Created 08-06-2018 01:23 PM
I have a couple of external Hive tables of which I need to gain a group of users access to only the non sensitive columns with Ranger (HDP 2.6.3). But during some tests with a testuser I found that he can only access these non sensitive columns if he has access to the path on HDFS. The HDFS path is secured by Ranger as well. I've set the HDFS permissions to no access at all.
Needing HDFS access for those users would defeat te purpose of granting access to a selection of columns. Because the HDFS file would contain all the sensitive data as well.

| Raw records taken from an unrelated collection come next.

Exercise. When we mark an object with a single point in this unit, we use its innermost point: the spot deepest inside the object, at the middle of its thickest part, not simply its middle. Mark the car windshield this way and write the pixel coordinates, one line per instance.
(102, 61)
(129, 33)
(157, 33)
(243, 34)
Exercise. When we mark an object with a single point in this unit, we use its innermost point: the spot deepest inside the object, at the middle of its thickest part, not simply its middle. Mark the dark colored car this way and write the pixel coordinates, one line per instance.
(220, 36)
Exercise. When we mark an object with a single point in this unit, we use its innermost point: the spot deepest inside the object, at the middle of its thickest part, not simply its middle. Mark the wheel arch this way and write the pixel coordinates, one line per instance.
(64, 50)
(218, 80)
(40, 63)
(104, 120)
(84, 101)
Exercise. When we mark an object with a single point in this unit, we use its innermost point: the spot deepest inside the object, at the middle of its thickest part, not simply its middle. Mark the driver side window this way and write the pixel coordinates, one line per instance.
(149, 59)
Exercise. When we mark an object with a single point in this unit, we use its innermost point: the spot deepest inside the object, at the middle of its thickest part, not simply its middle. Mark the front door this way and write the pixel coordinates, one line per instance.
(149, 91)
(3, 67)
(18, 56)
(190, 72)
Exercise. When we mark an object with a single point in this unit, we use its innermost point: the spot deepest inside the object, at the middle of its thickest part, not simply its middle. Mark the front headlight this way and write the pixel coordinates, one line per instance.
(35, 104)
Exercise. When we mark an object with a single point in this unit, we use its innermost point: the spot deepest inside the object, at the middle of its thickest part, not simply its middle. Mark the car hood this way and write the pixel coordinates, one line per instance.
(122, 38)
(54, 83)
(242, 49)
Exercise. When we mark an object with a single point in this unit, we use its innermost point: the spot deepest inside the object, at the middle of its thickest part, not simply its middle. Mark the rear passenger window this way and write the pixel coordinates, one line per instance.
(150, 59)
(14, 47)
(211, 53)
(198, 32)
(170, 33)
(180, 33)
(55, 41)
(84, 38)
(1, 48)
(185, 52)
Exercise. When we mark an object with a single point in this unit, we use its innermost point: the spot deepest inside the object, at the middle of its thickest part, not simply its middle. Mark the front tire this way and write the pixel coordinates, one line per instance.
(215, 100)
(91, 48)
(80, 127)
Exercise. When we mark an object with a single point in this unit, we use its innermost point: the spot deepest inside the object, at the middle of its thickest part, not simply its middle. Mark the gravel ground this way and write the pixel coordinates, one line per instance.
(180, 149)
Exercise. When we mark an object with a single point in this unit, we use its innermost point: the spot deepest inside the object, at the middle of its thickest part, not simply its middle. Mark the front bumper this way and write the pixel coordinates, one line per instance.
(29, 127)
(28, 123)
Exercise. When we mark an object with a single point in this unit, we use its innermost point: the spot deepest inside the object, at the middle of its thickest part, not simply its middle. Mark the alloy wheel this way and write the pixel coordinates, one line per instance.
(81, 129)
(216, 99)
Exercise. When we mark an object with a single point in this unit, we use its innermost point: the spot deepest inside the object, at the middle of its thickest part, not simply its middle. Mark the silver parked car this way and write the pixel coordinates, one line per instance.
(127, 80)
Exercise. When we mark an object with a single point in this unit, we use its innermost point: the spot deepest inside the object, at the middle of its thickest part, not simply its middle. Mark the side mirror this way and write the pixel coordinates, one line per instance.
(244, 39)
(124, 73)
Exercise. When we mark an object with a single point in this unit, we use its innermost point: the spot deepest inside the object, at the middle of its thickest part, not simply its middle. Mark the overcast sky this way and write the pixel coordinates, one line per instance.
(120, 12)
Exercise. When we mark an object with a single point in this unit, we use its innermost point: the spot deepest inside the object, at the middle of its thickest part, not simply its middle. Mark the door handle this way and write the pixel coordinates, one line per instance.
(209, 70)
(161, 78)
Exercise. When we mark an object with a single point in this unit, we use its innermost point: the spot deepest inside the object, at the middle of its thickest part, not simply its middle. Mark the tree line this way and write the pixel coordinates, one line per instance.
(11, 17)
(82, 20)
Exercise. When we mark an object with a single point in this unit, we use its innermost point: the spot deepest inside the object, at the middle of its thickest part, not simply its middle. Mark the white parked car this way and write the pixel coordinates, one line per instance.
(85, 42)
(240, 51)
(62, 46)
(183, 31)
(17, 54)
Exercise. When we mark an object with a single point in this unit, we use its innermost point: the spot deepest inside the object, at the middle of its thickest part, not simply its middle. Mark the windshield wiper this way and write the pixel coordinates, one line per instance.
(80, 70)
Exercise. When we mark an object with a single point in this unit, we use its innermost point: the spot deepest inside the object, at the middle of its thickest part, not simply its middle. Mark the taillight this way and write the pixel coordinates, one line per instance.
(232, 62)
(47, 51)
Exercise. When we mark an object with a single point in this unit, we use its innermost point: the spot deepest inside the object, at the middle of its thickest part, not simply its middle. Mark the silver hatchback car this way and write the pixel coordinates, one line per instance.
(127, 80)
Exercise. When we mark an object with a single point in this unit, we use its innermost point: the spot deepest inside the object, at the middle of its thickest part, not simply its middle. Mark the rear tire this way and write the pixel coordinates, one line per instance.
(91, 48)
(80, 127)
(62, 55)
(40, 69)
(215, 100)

Is there a way to protect both the HDFS files and grant access to a selection of columns?
Example create table statement:
CREATE EXTERNAL TABLE berth_data (`MUTATION_TYPE` string, `D_MUTATION` string, `T_MUTATION` string) ROW FORMAT DELIMITED FIELDS TERMINATED BY '\t' LINES TERMINATED BY '\n' STORED AS INPUTFORMAT 'org.apache.hadoop.mapred.TextInputFormat' OUTPUTFORMAT 'org.apache.hadoop.hive.ql.io.HiveIgnoreKeyTextOutputFormat' LOCATION '/data/production/sensitive/berth_data';
Created 08-06-2018 01:43 PM
@Marcel-Jan Krijgsman have you configured hive.server2.enable.doAs=false ? If you have it set to true then all access to hdfs is going to be made as caller user. However if set to false then access to hdfs is made as hive. I believe the recommended approach is to set this value to false for ranger hive sql authorization.
HTH
*** If you found this answer addressed your question, please take a moment to login and click the "accept" link on the answer.

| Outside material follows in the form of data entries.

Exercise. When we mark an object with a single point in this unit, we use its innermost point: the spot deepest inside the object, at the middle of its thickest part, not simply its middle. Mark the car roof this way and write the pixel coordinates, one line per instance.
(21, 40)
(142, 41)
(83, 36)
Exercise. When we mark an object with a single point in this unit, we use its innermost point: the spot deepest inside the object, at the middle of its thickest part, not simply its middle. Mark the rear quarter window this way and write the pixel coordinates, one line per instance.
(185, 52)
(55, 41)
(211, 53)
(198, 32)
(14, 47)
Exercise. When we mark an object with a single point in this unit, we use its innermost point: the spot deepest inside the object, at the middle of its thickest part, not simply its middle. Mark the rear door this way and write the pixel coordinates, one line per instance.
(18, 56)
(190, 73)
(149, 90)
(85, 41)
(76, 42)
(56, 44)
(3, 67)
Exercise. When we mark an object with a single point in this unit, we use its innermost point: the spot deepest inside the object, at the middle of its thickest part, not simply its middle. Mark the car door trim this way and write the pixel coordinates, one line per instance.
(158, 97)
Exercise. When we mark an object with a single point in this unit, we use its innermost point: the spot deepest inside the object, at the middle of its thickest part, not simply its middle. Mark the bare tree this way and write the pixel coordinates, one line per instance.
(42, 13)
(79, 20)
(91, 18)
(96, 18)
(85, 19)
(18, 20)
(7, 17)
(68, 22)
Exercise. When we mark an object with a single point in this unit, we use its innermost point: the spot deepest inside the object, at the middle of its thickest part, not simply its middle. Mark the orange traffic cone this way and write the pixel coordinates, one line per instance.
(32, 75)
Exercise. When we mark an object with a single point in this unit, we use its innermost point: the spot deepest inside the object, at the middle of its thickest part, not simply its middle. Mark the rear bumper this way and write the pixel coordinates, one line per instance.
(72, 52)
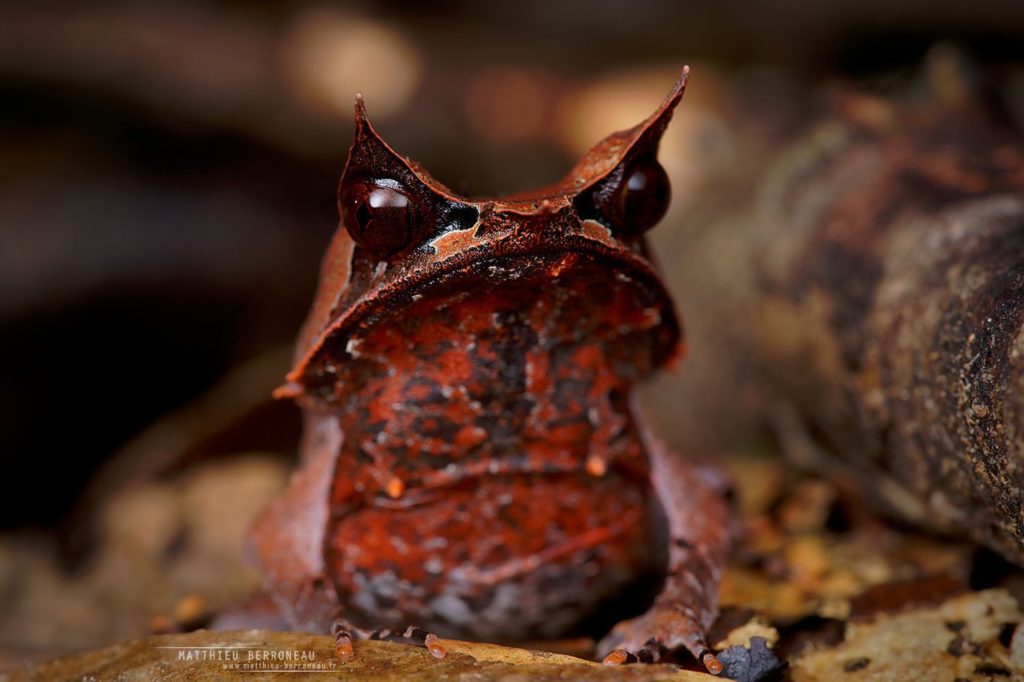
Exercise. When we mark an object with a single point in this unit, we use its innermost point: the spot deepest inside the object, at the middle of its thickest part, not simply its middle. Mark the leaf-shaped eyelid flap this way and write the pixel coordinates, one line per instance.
(372, 160)
(621, 148)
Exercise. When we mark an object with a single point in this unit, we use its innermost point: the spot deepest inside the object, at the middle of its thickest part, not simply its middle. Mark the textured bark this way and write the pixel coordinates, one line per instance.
(868, 304)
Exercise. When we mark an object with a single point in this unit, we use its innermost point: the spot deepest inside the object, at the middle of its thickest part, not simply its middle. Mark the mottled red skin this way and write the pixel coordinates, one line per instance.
(472, 464)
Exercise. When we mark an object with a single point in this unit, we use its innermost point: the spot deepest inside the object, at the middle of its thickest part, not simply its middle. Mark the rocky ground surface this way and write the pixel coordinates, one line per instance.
(819, 588)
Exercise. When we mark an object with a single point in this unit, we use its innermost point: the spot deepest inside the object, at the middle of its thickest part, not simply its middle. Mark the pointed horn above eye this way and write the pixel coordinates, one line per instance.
(643, 138)
(370, 156)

Created 08-06-2018 01:43 PM
@Marcel-Jan Krijgsman have you configured hive.server2.enable.doAs=false ? If you have it set to true then all access to hdfs is going to be made as caller user. However if set to false then access to hdfs is made as hive. I believe the recommended approach is to set this value to false for ranger hive sql authorization.
HTH
*** If you found this answer addressed your question, please take a moment to login and click the "accept" link on the answer.
Created 08-07-2018 09:12 AM
@Felix Albani Thanks for that answer. Looks like I stand for an interesting choice:
Change hive.server2.enable.doAs=true and run Hive on HDFS as HiveServer2 process. But then I can restrict access to columns to users in Hive, without them getting access to the HDFS files. So the choice of Hive permissions I make will be much more important.
Keep hive.server2.enable.doAs=false and I will not be able to do column based access in Hive. But be in the comfort that if someone gets access to Hive table without the HDFS access, they still can not get to the data.
I'll have to think about this.